APEC is a particularly useful forum at which to begin regional discussions on these issues. Asian economies should take advantage of the consultative and consensus-seeking nature of APEC activities to start the process of collaboration and confidence-building. APEC provides Asian member economies a forum at which to foster a better understanding of the policy contexts in which we all operate, and to discuss the constraints and concerns faced by developing economies to equip themselves for the information age.
I see great potential for the APEC Telecommunications Working Group, or TEL, as it is known, to lead the way in these policy discussions. TEL has already made commendable progress in developing the technologies and applications for the Asia Pacific Information Infrastructure (APII), APEC's vision for a seamless network electronically linking all 18, and soon 21, member economies. These collaborative projects underscore APEC's belief that the fruits of economic cooperation and development can be more equitably shared if information and technology flows seamlessly between developed and developing economies alike. It would be timely for TEL to leverage on its keen understanding of member economies' needs and propose some key policy directions APEC economies should take to facilitate this seamless flow of information across our borders.
Next year, Singapore will host the Third APEC Ministerial Meeting on the Telecommunications and Information Industry (TELMIN3).
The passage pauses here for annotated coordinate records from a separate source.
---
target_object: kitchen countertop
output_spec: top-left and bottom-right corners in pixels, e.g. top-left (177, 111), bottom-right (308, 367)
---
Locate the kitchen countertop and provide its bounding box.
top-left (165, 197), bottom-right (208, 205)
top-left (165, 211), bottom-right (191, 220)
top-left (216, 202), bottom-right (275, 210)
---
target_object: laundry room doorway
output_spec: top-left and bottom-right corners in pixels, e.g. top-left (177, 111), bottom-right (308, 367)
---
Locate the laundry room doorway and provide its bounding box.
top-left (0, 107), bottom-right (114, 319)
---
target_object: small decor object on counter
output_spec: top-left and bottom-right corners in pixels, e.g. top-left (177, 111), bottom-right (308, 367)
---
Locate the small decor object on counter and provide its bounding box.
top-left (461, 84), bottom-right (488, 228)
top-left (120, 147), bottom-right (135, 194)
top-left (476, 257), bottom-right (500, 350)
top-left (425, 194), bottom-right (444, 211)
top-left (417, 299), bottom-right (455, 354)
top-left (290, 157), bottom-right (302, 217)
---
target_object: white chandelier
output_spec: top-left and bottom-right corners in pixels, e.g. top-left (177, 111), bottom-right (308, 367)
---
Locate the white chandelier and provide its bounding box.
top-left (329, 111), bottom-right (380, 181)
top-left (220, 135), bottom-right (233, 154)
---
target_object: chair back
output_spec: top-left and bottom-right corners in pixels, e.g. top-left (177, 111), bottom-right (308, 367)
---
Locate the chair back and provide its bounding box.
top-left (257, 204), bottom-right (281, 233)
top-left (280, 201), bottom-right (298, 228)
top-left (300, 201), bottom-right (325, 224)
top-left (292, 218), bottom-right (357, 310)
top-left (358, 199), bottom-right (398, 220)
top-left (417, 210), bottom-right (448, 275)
It is my hope that APEC Telecommunication Ministers will seize the opportunity to address some the new policy issues which technological convergence has brought about. We could use the Singapore Ministerial to make firm headway towards setting policy frameworks for governing transactions over the information superhighway, again within a context that recognises and reflects the needs of the Asia-Pacific region.
In closing, let me reiterate that Asian countries are, and will continue to be, key stakeholders in the global information society. Making the successful transition into the information age will prove to be an exciting challenge to us all. I have suggested several principles to guide this transition:
self-reliance -- to ensure we control and chart our own development;
flexibility -- to learn from, adapt to and benefit from new opportunities;
relevance -- to harness IT to suit our own realities and needs;
entrepreneurship -- to value and nurture local initiative; and
global engagement -- to ensure our views are heard, understood and respected.
There is much that Asian countries can contribute in terms of their culture, spirit of innovation, industriousness and sheer human talent. These are the energies we will draw upon to add to and to immeasurably enrich the vibrancy of the emerging global information society.
Let me wish all of you fruitful discussions at this Forum. Thank you.